Another background consideration for the presentation is that cocaine, as Katz noted, blocks the DAT but also has some sigma affinity. The significance of this agonist activity was not made entirely clear in the talk and we should keep in mind that any antagonism of the sigma receptor will also likely remove the sigma-mediated effects of cocaine. This part was not well explicated in the talk.

At any rate, sigma antagonist compounds block the effects of cocaine. Katz described data indicating that the acute locomotor stimulant effect of cocaine can be prevented and that sigma antagonists can attenuate lethality from an otherwise toxic dose of cocaine.
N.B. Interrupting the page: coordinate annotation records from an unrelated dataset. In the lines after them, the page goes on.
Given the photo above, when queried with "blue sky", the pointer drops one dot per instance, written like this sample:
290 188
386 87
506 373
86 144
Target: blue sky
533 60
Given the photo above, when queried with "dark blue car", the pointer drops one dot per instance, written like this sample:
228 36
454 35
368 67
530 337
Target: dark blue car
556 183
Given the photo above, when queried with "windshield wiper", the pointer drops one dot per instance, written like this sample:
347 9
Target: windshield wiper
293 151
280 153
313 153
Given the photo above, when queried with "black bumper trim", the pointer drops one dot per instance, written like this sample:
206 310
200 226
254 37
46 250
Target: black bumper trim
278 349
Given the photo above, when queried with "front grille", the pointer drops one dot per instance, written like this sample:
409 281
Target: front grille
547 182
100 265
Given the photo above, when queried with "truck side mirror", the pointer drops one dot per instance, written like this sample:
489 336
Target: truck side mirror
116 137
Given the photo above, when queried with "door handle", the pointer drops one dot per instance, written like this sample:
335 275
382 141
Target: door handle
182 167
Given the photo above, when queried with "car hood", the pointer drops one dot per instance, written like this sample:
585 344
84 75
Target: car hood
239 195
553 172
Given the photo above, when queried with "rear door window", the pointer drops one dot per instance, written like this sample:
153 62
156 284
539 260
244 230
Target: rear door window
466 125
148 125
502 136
An initial study from Remi Martin-Fardon, however, found that one sigma antagonist (BD1047) did not reduce cocaine self-administration. Katz then tested several additional sigma antagonists to rigorously determine that no, sigma antagonist compounds by themselves did not reduce cocaine self-administration, even cross a wide range of cocaine doses.

Katz next presented data to remind us that the DAT inhibitor methylphenidate (aka Ritalin) not only fails to reduce cocaine self-administration but that it can increase the self-administration of lower per-infusion doses of cocaine.

However, the combination of methylphenidate with any of several sigma antagonists produced an “insurmountable antagonism” of cocaine self-administration. Meaning that across a wide range of per-infusion doses of cocaine, the rats now failed to self-administer. Importantly, these combinations had no effect on food maintained operant responding, no effect on self administration of opioids or direct dopamine D1 or D2 like receptor agonists but did work to suppress methamphetamine self-administration. This indicates the effect is specific to DAT mediated reinforcing effects.

This all led up to the creation of a compound (CM699) that had the ability to both antagonize sigma receptors and to inhibit the DAT. It was found to blunt the dopamine response to acute cocaine, as measured with intracerebral microdialysis. Furthermore, this single compound produced the “insurmountable antagonism” of cocaine self-administration that had been found for the two-drug combinations.

The talk ended with a proposal that the mechanism of action is that sigma antagonism depletes cholesterol from the membrane which promotes an inward-facing conformation of the DAT.

Obviously, Katz is optimistic that this combined-action CM699 compound proves the concept for a stimulant abuse treatment medication. The half-life of this particular compound was only about 4 and a half hours, thus their immediate goal is to get a longer acting compound which both antagonizes sigma and blocks the dopamine transporter. Nevertheless, the chance that it can completely remove the rewarding properties of cocaine supports the idea that combined activity at DAT and sigma is the route to effective agonist therapy for stimulant abuse.